On the macro front, a double-digit growth in industrial production in August, persistence of Manufacturing PMI well within the expansion zone, front-loaded capex spending by Centre and states and improvement in business expectations to pre-pandemic levels point to resilient manufacturing activity and upbeat business sentiments. Rural consumption demand, that was not out of woods yet from the pandemic-induced woes, now faces headwinds from erratic monsoon. This is reflected in rising demand in the rural job guarantee scheme (MGNERGS), that remains much higher than pre-pandemic levels. On the external front, while weak global demand is hurting India’s exports, continued dollar strengthening amid rising US bond yields and accentuated global risk-off environment are weighing on EM currencies including the INR. On the positive side, inflation eased sharply to 5% in September, beating market expectations, even as a rate cut possibility has advanced to the second half of next year after a hawkish policy.

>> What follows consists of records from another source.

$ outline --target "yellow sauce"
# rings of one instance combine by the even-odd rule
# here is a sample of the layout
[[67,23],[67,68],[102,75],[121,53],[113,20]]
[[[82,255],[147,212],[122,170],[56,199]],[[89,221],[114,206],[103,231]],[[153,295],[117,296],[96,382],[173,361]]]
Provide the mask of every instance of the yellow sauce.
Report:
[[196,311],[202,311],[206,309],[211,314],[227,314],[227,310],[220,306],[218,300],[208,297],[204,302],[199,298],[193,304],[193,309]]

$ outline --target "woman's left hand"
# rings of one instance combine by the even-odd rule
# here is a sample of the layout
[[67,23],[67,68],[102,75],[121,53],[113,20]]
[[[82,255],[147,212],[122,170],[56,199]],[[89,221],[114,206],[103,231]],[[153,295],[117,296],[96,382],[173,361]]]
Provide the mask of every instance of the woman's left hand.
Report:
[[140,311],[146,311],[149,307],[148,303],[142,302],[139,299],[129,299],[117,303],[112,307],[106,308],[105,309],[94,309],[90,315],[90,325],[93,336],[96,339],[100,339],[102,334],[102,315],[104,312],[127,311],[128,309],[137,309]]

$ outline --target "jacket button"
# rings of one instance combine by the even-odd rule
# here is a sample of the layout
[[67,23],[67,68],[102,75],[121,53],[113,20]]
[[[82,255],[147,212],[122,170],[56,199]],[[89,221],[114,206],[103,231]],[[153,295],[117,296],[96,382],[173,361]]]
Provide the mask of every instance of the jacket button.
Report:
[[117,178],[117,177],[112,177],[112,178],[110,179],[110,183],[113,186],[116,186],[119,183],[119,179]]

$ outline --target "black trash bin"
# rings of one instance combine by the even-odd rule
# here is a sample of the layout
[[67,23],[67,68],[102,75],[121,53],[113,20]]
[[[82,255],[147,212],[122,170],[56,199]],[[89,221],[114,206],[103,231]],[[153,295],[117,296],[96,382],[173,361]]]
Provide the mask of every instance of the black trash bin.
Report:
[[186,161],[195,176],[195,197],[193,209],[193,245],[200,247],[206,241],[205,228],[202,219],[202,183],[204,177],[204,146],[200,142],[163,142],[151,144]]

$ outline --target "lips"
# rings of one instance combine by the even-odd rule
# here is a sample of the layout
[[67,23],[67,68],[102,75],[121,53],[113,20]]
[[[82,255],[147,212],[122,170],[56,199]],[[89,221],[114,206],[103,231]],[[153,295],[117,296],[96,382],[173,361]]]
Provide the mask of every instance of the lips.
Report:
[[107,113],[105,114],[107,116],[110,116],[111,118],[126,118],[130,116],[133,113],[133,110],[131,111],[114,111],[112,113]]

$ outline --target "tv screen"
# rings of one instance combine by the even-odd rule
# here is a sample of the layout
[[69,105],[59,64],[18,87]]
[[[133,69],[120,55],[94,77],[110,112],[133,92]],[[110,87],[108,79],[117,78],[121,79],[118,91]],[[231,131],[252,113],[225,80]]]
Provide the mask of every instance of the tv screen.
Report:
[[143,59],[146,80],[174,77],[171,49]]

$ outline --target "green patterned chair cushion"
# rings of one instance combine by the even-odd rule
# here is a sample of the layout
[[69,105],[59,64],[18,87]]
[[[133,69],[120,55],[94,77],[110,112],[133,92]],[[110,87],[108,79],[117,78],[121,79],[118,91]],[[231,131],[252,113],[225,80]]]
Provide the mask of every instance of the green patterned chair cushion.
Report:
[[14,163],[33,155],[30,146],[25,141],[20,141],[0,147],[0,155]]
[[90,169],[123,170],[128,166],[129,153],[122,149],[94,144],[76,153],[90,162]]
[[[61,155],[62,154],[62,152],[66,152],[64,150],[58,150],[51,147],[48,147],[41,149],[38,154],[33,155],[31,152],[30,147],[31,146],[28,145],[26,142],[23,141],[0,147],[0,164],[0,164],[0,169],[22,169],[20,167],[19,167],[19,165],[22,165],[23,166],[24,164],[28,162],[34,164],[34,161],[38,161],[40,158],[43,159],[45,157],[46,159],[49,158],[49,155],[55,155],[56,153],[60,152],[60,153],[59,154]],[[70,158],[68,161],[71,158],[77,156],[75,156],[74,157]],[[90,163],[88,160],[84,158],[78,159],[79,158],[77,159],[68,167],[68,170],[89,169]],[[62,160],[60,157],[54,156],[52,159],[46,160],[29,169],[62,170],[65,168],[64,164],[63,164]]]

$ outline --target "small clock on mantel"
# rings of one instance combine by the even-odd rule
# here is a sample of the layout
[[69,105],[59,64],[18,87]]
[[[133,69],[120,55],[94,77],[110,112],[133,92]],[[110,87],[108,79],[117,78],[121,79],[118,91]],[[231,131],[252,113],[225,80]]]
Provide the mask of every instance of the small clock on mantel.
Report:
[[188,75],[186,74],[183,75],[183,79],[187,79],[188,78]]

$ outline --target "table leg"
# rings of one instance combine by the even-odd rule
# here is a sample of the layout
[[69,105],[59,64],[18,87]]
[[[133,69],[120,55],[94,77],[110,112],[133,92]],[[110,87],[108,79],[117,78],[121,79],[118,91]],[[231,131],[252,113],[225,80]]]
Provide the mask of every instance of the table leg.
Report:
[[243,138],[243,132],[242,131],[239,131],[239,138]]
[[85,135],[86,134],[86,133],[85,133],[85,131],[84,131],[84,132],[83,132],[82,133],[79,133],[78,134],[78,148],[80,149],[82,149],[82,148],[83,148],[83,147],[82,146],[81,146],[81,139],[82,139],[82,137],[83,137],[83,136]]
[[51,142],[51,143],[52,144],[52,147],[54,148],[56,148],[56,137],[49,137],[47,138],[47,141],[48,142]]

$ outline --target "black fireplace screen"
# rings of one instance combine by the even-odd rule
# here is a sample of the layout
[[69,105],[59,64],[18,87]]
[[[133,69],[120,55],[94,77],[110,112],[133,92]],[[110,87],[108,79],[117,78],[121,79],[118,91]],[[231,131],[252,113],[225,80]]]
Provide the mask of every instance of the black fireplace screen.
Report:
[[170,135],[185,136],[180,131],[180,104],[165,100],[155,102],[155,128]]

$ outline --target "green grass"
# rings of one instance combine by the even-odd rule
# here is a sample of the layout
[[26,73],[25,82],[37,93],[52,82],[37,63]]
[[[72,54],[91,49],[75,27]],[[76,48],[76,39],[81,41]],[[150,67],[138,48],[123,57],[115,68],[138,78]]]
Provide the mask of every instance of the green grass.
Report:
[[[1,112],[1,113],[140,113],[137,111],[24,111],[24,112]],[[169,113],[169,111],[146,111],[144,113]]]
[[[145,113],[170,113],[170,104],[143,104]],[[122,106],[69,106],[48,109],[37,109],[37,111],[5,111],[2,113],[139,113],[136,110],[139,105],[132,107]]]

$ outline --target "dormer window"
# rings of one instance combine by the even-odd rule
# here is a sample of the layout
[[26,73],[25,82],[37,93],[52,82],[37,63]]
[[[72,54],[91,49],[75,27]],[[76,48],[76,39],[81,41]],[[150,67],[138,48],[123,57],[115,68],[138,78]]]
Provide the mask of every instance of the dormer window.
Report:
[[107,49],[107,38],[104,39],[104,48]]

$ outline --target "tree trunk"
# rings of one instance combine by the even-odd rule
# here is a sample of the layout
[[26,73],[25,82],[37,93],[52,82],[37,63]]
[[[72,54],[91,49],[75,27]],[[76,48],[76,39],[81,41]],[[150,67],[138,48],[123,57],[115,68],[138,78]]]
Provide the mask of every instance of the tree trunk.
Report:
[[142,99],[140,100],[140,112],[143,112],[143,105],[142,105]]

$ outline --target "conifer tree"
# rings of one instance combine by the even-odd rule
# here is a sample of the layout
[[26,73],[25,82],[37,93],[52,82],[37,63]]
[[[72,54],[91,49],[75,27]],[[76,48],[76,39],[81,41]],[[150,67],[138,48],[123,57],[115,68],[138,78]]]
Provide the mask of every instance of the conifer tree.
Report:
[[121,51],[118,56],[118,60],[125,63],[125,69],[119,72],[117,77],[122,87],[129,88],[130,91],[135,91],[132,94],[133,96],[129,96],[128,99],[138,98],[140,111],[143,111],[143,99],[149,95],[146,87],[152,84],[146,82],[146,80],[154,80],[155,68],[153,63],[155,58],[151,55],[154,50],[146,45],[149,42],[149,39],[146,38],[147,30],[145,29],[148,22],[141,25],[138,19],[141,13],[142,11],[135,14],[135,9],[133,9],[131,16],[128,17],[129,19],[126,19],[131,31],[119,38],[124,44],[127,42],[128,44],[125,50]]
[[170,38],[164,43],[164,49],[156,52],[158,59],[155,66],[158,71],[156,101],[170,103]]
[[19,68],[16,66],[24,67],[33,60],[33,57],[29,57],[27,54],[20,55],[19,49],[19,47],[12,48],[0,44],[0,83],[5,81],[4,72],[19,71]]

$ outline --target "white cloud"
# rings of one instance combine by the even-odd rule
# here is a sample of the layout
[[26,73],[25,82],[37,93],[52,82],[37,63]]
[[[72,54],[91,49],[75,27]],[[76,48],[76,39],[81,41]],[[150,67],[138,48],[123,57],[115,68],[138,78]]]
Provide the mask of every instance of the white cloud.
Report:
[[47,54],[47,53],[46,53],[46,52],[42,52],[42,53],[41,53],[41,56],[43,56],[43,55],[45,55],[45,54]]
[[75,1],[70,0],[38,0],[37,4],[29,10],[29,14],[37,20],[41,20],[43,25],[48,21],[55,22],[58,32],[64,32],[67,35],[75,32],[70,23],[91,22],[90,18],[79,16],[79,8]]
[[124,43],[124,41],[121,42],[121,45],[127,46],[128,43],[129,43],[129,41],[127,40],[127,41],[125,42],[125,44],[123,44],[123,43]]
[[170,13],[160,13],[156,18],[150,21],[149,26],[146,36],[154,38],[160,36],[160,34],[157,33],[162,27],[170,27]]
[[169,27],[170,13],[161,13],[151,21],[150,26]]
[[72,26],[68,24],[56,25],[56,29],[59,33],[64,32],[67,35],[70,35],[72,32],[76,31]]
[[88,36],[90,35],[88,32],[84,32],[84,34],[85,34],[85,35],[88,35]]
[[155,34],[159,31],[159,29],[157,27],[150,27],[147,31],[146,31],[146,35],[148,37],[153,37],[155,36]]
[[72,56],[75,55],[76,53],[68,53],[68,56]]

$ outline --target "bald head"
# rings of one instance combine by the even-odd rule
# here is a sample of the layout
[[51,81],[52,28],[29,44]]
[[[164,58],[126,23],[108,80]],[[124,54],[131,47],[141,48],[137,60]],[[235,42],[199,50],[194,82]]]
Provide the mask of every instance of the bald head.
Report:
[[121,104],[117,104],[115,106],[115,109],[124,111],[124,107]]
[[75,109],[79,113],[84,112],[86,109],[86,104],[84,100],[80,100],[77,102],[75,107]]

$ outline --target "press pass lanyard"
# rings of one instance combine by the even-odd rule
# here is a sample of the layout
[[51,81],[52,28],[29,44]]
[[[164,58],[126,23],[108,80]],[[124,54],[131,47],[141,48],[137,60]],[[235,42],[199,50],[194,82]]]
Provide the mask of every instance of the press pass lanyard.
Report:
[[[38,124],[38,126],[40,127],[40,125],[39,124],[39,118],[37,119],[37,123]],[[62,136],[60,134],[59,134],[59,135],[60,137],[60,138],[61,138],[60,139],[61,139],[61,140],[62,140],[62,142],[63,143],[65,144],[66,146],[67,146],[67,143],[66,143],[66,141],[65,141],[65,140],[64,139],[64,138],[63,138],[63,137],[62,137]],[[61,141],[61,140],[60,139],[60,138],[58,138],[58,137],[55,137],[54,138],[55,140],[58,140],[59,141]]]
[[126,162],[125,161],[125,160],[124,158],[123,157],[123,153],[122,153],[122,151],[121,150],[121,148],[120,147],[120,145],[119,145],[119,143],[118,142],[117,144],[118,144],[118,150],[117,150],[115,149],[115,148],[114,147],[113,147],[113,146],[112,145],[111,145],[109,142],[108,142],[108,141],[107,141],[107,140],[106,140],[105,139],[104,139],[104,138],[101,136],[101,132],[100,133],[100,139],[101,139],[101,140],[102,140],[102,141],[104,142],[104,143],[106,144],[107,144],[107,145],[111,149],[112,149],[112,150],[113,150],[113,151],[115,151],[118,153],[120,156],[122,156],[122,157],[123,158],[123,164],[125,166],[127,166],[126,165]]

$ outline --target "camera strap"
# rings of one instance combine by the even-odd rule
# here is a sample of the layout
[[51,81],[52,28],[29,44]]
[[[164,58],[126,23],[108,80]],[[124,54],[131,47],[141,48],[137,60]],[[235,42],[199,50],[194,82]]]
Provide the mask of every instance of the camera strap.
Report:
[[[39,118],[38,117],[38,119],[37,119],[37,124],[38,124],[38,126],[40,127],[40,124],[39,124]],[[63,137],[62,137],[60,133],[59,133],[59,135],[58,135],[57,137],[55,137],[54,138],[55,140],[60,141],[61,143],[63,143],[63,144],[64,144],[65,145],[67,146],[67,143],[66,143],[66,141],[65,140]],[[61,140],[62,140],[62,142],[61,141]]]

The world we live in today seems increasingly fraught with uncertainty, with an unending series of seemingly unanticipated events and crises following each other. We have had the Syrian crisis for the past ten years, Brexit in 2016 followed the Sino-US trade wars. The Abraham Accords, US leaving Afghanistan were steps forward, while oncein-century event like the pandemic, followed by the Russia-Ukraine war, then global inflation and rates rising to fourdecade highs, in line with an across-the-board rise in geopolitical conflicts, not so much. Israel-Palestine today follows Nagorno-Karabakh earlier this year, Sino-Indian border conflicts in 2020.
A multipolar globe prefers protectionism, resulting in inward-looking policies, when the need of the hour is cooperation. The IMF finds that any change in the status quo in global value chains towards either ‘friendshoring’ or ‘reshoring’ models would lead to significant drags in growth from current levels. The G20 Delhi Declaration acknowledges the headwinds to global economic growth and stability, and the myriad other challenges facing the world today, and resolves to strengthen international economic cooperation that can be the only way towards sustainable, balanced and inclusive growth. In other words, the need for working together is the highest when the world around us seems to be getting more fragmented. That might be the only way to face the bigger challenges like climate change.